L’Europe pourrait subir au cours du siècle des vagues de chaleur comparables à celle de 2003, voire beaucoup plus caniculaires, mais le bilan des morts devrait être moins lourd, a estimé mercredi le Groupe intergouvernemental sur l’évolution du climat (Giec).
Au cours du siècle, "nous pourrions avoir une année sur deux un été aussi chaud ou même plus chaud que celui de 2003", a estimé Andreas Fischlin, expert de l’Institut de technologie de Zurich, qui a été l’un des auteurs du dernier rapport du Giec.

Cette perspective correspond à des prévisions publiées début février par Météo France, qui prévoit une multiplication par dix du nombre de canicules sur l’Hexagone à partir de 2070. La canicule d’août 2003, qui a été suivie d’un épisode similaire en juillet dernier, avait fait quelque 70.000 morts dans toute l’Europe, principalement des personnes âgées victimes de déshydratation. Tout en refusant de se prononcer sur les risques de canicule cette année, les experts du Giec ont averti au cours d’une conférence de presse à Genève que 2003 pourrait n’être qu’un avant-goût des étés à venir. "Certains étés seront probablement beaucoup plus chauds que celui de 2003 d’ici à la fin du siècle", a estimé Martin Beniston, de l’Université de Genève. Selon lui, l’Europe pourrait compter chaque année à la fin du siècle entre 10 et 14 journées à plus de 35 degrés, au lieu d’une ou deux actuellement. M. Beniston a cependant espéré qu’avec la répétition des vagues de chaleurs, les populations ne se laisseraient plus prendre par surprise comme cela avait été le cas il y a quatre ans. Il a estimé qu’avec une préparation correcte le bilan des morts pourrait être inférieur de 80% à celui de 2003. "On s’attend à ce que le nombre de morts supplémentaires soit réduit grâce aux efforts d’adaptation", a-t-il observé, tout en mettant en garde envers les conséquences du réchauffement sur la santé. L’évolution du climat va ainsi se traduire par une prolifération de bactéries, notamment dans l’eau potable, et dans les grandes villes par un accroissement de la pollution à l’ozone, qui pénalise les asthmatiques. La chaleur va aussi favoriser la pollinisation, au grand dam des victimes d’allergies, ont averti les spécialistes. Les experts présentaient à Genève les conclusions du dernier rapport du Giec rendu public la semaine dernière à Bruxelles, en se concentrant sur les conséquences du réchauffement climatique sur l’Europe et sur les Alpes en particulier.
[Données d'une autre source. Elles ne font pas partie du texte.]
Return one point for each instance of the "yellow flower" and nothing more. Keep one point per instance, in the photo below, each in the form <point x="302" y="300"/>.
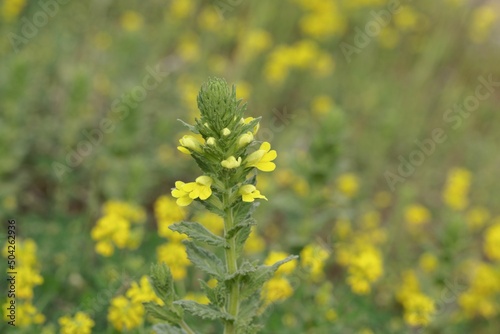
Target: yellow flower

La fonte accélérée des glaciers alpins, véritables "châteaux d’eau de l’Europe", va se traduire par une forte baisse du débit des fleuves, particulièrement l’été, selon le Giec. Les experts ont averti que 60% des espèces de plantes étaient fortement menacées d’extinction dans les Alpes d’ici à la fin du siècle avec une élévation moyenne des températures comprise entre 1,5 et 2,5 degrés par rapport aux valeurs de 1990.
Avec la montée du niveau des mers, 2,5 millions d’habitants de plus chaque année pourraient être touchés par des inondations dans les régions côtières à l’horizon de 2080.

La décision des pays européens de réduire leurs émissions de gaz à effet de serre de 20% d’ici à 2020 ne sera pas suffisante pour enrayer le réchauffement de la planète, a averti M. Beniston. Pour simplement stabiliser la teneur de l’atmosphère en gaz carbonique, il faudrait que tous les pays du monde réduisent immédiatement de moitié leurs émissions, a-t-il souligné.